The Louisiana lawsuit, filed by the Center for Reproductive Rights and New York’s Debevoise & Plimpton on behalf of June Medical Services, alleged that the state’s Outpatient Abortion Facility Licensing Law, 13 of its implementing regulations and 12 provisions of Louisiana’s criminal code and public health laws are unconstitutional.
The complaint said the regulations “had the purpose and effect of placing substantial obstacles in the way of women seeking abortions and radically limiting access to safe and legal abortion to the detriment of women’s health.”
“The only question before this panel today is how far it is willing to go to bypass the ordinary rules of civil and appellate procedure to create a fast track for merits review in abortion cases,” Debevoise & Plimpton partner Shannon Selden told the Fifth Circuit panel.
Louisiana has asked the panel to dismiss two counts in the lawsuit and to apply “correct pleading and jurisdictional” rules to the claims involving individual abortion regulations.
Selden urged the Fifth Circuit not “to be in the business of reviewing the factual allegations of a complaint after the denial of a motion to dismiss.” A writ of mandamus, Selden argued, “is an extraordinary writ, not a ticket to the fast lane.”
But Oldham, formerly general counsel to Texas Gov. Greg Abbott and a law clerk to Justice Samuel Alito Jr., pressed Selden often on the particulars of the complaint and on whether, and how, her clients were harmed by such regulations as those involving physical space, hot and cold water and sterile instruments.
“Plaintiffs are not required to plead with particularity exactly what would happen if the statute were struck down,” Selden told Oldham in one exchange. The district court, Selden said, found sufficient facts to put Louisiana on notice about the claims, she said. What the exact effect of each challenged regulation is and the appropriate relief “is a question for the district court,” she argued.

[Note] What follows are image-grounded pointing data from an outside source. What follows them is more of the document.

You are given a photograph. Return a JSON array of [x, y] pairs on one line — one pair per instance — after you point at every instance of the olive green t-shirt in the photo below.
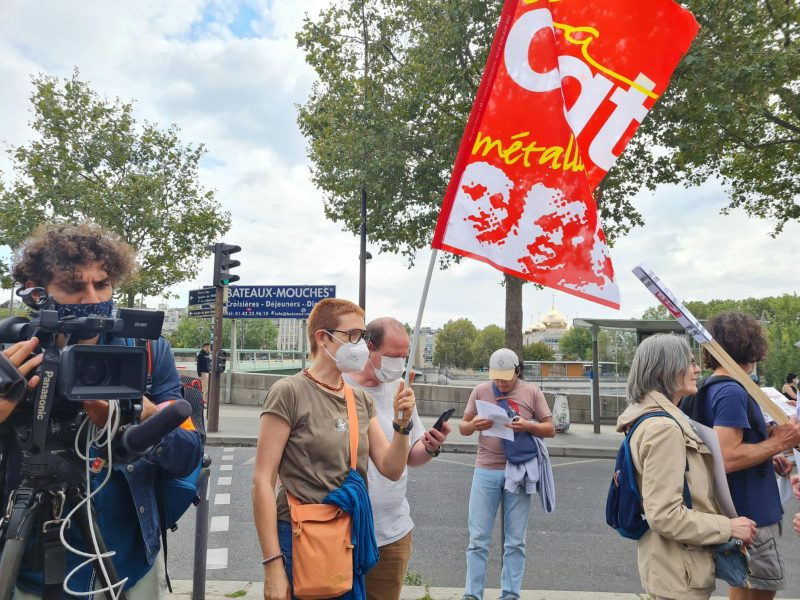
[[316, 458]]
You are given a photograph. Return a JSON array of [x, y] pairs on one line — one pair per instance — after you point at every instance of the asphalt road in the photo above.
[[570, 549]]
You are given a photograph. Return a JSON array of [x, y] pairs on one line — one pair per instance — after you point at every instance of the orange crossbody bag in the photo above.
[[322, 551]]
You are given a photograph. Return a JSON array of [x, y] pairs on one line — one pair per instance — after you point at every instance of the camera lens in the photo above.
[[93, 372]]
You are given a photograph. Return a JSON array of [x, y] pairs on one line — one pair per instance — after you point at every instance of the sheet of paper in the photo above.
[[721, 490], [499, 418], [785, 488]]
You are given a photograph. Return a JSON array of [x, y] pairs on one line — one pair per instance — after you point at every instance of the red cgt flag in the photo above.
[[566, 85]]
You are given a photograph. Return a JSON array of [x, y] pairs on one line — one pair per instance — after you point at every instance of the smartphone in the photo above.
[[445, 416]]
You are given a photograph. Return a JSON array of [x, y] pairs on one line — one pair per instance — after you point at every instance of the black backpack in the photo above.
[[624, 510]]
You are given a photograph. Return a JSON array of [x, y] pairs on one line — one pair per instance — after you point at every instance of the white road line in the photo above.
[[577, 462], [574, 462], [219, 524], [217, 558]]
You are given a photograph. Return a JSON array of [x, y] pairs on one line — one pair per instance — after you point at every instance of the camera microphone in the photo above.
[[137, 439]]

Selden warned that “defendants would line up down the block” if they thought they could petition for mandamus whenever a trial judge denied a motion to dismiss. “One of the great promises of the federal rules and process is any litigant can file a claim and will be heard and the same rules apply to all,” she said.
Louisiana’s Murrill told the appeals judges that she “takes issue” with Selden’s argument that the Fifth Circuit can’t “airlift” claims out of the district court. “It can do that,” she said. “It is the only remedy we have when harms can’t be addressed any other way.”
June Medical Services has a petition for review pending in the U.S. Supreme Court in which it challenges a Fifth Circuit decision that upheld a state law requiring abortion providers to have admitting privileges at local hospitals. The Supreme Court, in a 5-4 ruling in February, put the Fifth Circuit decision on hold pending the filing of a petition.